In praise of 'small astronomy' - okket
http://blogs.nottingham.ac.uk/newsroom/2016/09/21/praise-small-astronomy/
======
antognini
Astronomy as a field has been relatively friendly to small collaborations,
particularly when compared to its bigger sibling, physics. But the trend
towards larger projects is real and can be seen in the authorship statistics
[1].

But I feel that it is oversimplifying somewhat to compare big projects to
little projects, as the two aren't necessarily in opposition. Oftentimes large
projects are collecting data to answer a small number of important questions,
but in the process of doing so produce data that is useful for individual
astronomers. While those big, important questions may be useful for justifying
the project to grant agencies, everyone knows that the real value is in the
(unpredictable) science that the dataset inspires. SDSS is a good example of
this. (In fact, my very first summer research project as an undergraduate took
advantage of SDSS data.)

It's true that once those driving questions have been answered the big players
look for the next big, shiny project. But the data is still there and is
accessible to the community. That makes it possible for an astronomer to
answer interesting questions without needing to expend the telescope time and
money to collect data that are already there.

But not all large projects are like that.
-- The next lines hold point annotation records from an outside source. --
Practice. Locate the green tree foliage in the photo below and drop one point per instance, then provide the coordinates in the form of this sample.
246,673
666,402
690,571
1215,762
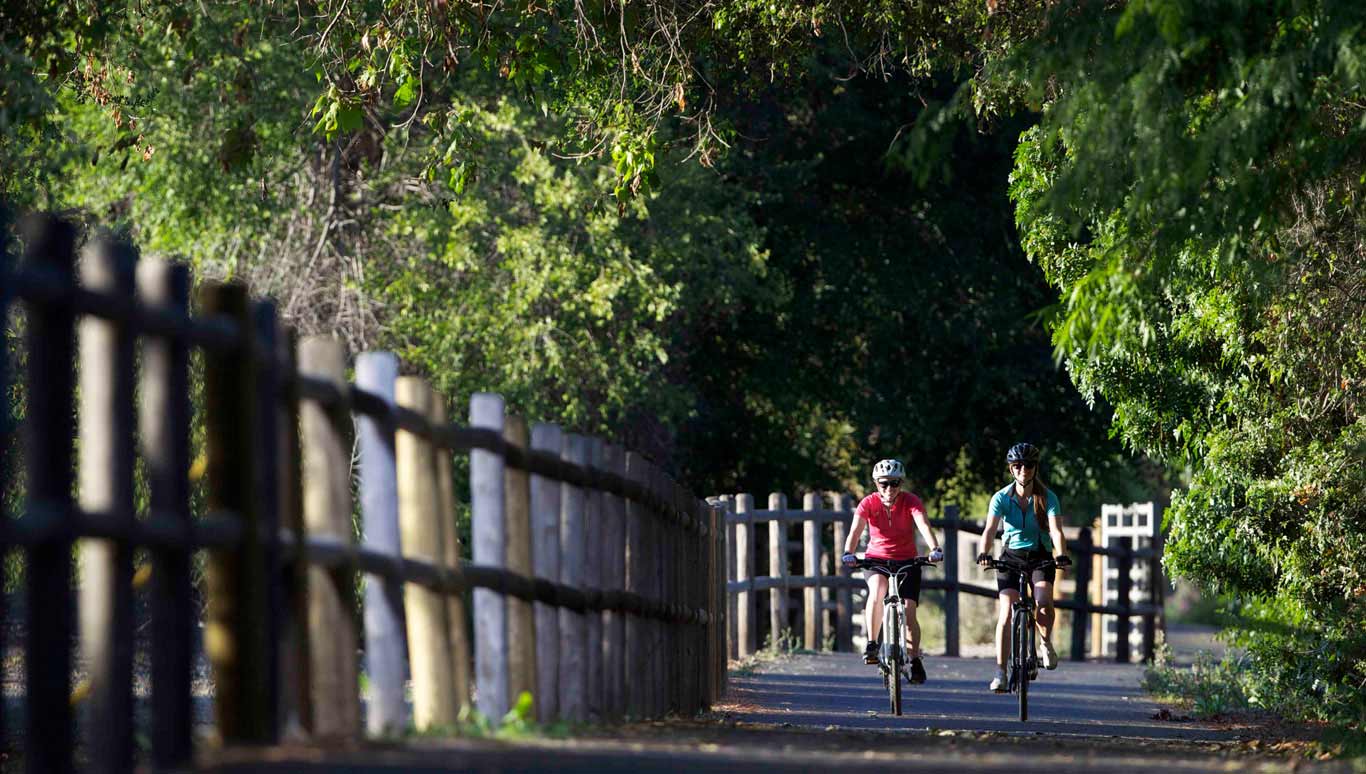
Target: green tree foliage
1194,194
The risk is if the field moves away
from large projects which are more or less glorified catalogs (e.g., SDSS,
Gaia, LSST), towards large projects that don't offer much in the way of
ancillary science to individual astronomers (LIGO and Planck come to mind
here, but someone more knowledgable about those projects should correct me if
I'm wrong).

[1]: [https://orbitingfrog.com/2012/08/04/authorship-in-
astronomy/](https://orbitingfrog.com/2012/08/04/authorship-in-astronomy/)

------
M_Grey
I don't know, high energy/particle physics has had this issue for a while, and
it seems to be doing alright and attracting plenty of new minds into the fray.
To be honest, "small astronomy" probably is likely to have a lot more value
than the various small fusion experiments people build too (and those are
still very cool).